First-degree relatives (parents, siblings and offspring) share an average of 5o per cent of their genes, and second-degree relatives share approximately 25 per cent. To investigate genetic transmission of schizophrenia, studies look at concordance rates between family members.
Kendler et al. (1985) have shown that first-degree relatives of those with schizophrenia are 18 times more at risk of developing schizophrenia than the general population. Since family members share the same environment, however, it is difficult to determine whether this concordance is due to shared nature or nurture.
Another issue with family studies is their use of retrospective data, looking at people who have already been diagnosed. a prospective study would provide more reliable data because it can make comparisons before and after signs of illness.
Kety et al. (1994) conducted The Copenhagen High-Risk Study, which was a prospective, longitudinal study that began in 1962. They studied 207 offspring of schizophrenic mothers (high-risk group), compared to a matched control group of 104 children of ‘healthy’ mothers (low-risk group). By 1993 Schizophrenia was diagnosed in 16.2 per cent of the high-risk group, compared to 1.9 per cent of the low-risk group. This strongly supports a familial link with the disorder.
Twin studies offer another way of establishing genetic links, by comparing the difference in concordance rates (i.e. the likelihood of both twins being affected with the disorder) for identical (MZ) and non-identical (DZ) twins. Both share the same environment, but only the MZ twins have identical genetic make-up.
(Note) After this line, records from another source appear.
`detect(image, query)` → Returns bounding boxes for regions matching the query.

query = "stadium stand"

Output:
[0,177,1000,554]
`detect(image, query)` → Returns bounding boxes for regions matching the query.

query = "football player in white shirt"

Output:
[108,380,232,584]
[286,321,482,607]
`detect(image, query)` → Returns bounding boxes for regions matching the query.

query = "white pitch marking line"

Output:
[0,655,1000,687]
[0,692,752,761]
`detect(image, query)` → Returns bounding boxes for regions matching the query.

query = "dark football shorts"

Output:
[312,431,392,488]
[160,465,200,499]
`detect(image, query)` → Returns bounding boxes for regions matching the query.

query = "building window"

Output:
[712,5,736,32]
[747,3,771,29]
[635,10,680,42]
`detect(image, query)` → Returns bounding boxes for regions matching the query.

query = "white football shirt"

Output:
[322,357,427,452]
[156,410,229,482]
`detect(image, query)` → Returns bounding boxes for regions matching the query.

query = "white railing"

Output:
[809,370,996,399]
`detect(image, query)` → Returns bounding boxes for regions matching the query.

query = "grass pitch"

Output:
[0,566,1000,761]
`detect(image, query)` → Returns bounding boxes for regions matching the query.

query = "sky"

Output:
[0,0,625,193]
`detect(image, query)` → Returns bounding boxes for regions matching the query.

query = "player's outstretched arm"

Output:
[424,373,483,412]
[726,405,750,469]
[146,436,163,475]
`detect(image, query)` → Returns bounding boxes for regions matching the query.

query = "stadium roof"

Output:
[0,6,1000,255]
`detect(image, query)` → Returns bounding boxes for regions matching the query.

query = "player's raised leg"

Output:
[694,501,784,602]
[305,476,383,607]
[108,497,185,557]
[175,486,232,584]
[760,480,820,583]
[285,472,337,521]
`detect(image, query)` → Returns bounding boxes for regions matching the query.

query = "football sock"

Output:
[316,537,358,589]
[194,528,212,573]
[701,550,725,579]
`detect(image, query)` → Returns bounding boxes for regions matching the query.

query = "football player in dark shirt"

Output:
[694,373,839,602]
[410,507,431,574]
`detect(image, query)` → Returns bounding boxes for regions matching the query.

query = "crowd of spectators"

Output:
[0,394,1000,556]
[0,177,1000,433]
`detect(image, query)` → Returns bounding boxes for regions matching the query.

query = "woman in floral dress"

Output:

Gottesman et al. (1987) found a 44.3% concordance rate for monozygotic (MZ) twins, 12.1% for dizygotic (DZ) twins and 7.3% for siblings.
To separate out genetics exclusively from the environment, researchers have sought out MZ twins reared apart, where at least one twin has schizophrenia.
Gottesman and Shields (1982) used the Maudsley twin register and found 58 per cent (7 out of 12 MZ twin pairs reared apart) were concordant for schizophrenia.
However, even in the rare cases where MZ twins are reared apart, they still share the same environment in the womb before birth, so environmental factors cannot be entirely discounted.
A more effective way of separating out the effects of environmental and genetic factors is to look at adopted children who later develop schizophrenia and compare them with biological and adoptive parents.
Tienari (1969) Finnish Adoption Study: This began in 1969 when the researchers identified adopted-away offspring of biological mothers who had been diagnosed with schizophrenia (high-risk, 112 cases), plus a matched control group of 135 adoptees, whose biological mothers had not been diagnosed with schizophrenia. All had been separated from their mothers before the age of 4. The study reported that 7% of high-risk adoptees developed schizophrenia, compared to 1.5 per cent of controls.
Kety et al. (1994) The Danish Adoption Study: Found high rates of diagnosis for chronic schizophrenia in adoptees whose biological parents had the same diagnosis, even though they had been adopted away by ‘healthy’ parents.